Ted Dziuba has an interesting article on what he calls Taco Bell Programming; it’s worth reading – there is a lot of value in the concept he’s promoting.  I had some concerns about the practicality of the approach, so I ran some tests.

I produced a 297MB file containing 20 million lines of more-or-less random data:

ruby -e '20000000.times { |x| 
  puts "#{x}03#{rand(1000000)}" 
}' > bigfile.txt

Then I ran:

cat bigfile.txt |
  gawk -F '03' '{print $1, $0}' |
  xargs -n2 -P7 printf "%s -- %sn" > newfile.txt

This is a baseline; a data producer, such as pulling from a database, is going to produce data more slowly than cat, and printf is going to write lines more quickly than whatever we’re doing to process the data.  Here are the results:

P     Time
7     68m
3     88m
1     241m

xargs was doing all of the work in this test, as far as top could tell, but the multiple processing helped.  This confirmed my suspicions: xargs is having to spawn off a new Linux process for every line, which is not cheap.  For comparison, a similar program written in Erlang (not known as being the fastest language in the world) was able to process the same amount of data, on a machine with half as many cores, in 20 minutes.  In addition, the machine that it was running on was also: (1) running a process which was pulling data from a SqlServer database, itself, consuming 90% of a core, (2) inserting the results into a MongoDB database, and (3) running the MongoDB server that was being inserted into.  So: half the resources, doing much more work, and it still runs over 3x as fast.

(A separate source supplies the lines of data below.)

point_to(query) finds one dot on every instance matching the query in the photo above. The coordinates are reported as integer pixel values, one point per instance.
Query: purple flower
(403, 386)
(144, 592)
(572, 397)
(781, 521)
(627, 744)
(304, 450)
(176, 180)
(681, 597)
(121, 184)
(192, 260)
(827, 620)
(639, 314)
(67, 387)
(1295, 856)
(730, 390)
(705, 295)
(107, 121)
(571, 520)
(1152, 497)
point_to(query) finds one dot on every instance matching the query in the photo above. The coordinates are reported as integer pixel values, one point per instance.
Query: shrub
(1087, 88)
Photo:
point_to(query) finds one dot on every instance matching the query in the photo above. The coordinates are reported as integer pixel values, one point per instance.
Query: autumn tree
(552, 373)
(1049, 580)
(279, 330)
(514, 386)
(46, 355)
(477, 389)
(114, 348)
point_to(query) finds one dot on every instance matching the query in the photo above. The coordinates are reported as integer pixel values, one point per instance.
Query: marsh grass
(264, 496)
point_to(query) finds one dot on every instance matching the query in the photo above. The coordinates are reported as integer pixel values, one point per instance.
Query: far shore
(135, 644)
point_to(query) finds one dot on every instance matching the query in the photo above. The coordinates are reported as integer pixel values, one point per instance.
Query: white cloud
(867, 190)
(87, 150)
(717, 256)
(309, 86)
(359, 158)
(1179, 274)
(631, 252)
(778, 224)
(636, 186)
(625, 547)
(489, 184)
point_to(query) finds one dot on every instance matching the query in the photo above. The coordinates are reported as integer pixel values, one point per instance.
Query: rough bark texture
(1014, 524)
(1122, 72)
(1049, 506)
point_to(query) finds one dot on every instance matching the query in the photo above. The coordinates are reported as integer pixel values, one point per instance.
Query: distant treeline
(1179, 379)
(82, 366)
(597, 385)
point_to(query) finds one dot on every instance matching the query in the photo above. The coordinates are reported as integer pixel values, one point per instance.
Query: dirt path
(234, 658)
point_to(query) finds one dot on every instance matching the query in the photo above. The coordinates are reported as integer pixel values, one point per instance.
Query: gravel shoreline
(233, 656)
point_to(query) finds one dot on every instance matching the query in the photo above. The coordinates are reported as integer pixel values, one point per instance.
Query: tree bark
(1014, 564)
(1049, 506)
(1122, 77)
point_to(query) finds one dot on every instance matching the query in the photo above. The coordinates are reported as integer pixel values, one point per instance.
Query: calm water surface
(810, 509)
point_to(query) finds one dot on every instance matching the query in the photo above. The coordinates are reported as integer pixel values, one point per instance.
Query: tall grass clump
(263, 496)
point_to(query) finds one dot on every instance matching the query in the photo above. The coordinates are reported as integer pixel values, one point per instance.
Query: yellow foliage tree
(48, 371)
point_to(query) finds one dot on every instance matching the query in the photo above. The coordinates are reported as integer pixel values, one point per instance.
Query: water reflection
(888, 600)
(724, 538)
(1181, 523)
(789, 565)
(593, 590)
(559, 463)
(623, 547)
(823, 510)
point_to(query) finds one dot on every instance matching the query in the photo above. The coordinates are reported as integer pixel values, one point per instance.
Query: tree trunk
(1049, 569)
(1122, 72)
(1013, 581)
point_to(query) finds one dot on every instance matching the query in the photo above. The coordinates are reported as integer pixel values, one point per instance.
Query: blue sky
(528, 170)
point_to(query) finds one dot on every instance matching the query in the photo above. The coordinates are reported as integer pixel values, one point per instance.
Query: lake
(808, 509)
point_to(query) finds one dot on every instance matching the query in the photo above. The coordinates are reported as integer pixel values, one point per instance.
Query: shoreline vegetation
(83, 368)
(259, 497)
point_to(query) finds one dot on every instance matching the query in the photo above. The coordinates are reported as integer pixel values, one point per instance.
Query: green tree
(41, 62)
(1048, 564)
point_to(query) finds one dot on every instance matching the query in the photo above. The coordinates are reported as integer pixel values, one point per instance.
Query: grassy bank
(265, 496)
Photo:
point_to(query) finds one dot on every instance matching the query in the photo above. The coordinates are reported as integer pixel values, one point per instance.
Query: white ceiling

Ted’s main point – that code is a liability – is still valid, and it’s always useful starting out a project asking yourself how you could solve your problem with such tools.  However, take such approaches with a grain of salt; if you can afford lackluster performance, it’s probably a worthwhile solution.  If performance is any sort of consideration, you may need to seek other solutions.